Well! wind-dispersed and vain the words will be;
Yet, Thyrsis, let me give my grief its hour
In the old haunt, and find our tree-topped hill!
Who, if not I, for questing here hath power?
I know the wood which hides the daffodil;
I know the Fyfield tree;
I know what white, what purple fritillaries
The grassy harvest of the river-fields,
Above by Ensham, down by Sandford, yields;
And what sedged brooks are Thames's tributaries;


I know these slopes: who knows them if not I?

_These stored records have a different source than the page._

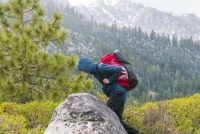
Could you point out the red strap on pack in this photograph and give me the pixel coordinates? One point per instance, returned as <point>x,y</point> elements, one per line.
<point>111,59</point>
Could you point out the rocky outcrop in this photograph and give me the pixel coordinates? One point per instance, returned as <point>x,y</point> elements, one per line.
<point>84,114</point>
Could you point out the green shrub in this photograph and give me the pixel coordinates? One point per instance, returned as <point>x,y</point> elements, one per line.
<point>168,117</point>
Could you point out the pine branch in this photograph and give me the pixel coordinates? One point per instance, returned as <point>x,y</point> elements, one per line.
<point>45,77</point>
<point>9,16</point>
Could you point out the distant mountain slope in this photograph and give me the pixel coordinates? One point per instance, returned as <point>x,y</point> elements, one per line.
<point>167,67</point>
<point>127,13</point>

But many a dingle on the loved hillside,
With thorns once studded, old white-blossomed trees,
Where thick the cowslips grew, and far descried
High towered the spikes of purple orchises,
Hath since our day put by
The coronals of that forgotten time;
Down each green bank hath gone the ploughboy's team,
And only in the hidden brookside gleam
Primroses, orphans of the flowery prime.


Where is the girl who by the boatman's door,
Above the locks, above the boating throng,
Unmoored our skiff when through the Wytham flats,
Red loosestrife and blond meadow-sweet among,
And darting swallows and light water-gnats,
We tracked the shy Thames shore?
Where are the mowers, who, as the tiny swell
Of our boat passing heaved the river-grass,
Stood with suspended scythe to see us pass?—
They all are gone, and thou art gone as well!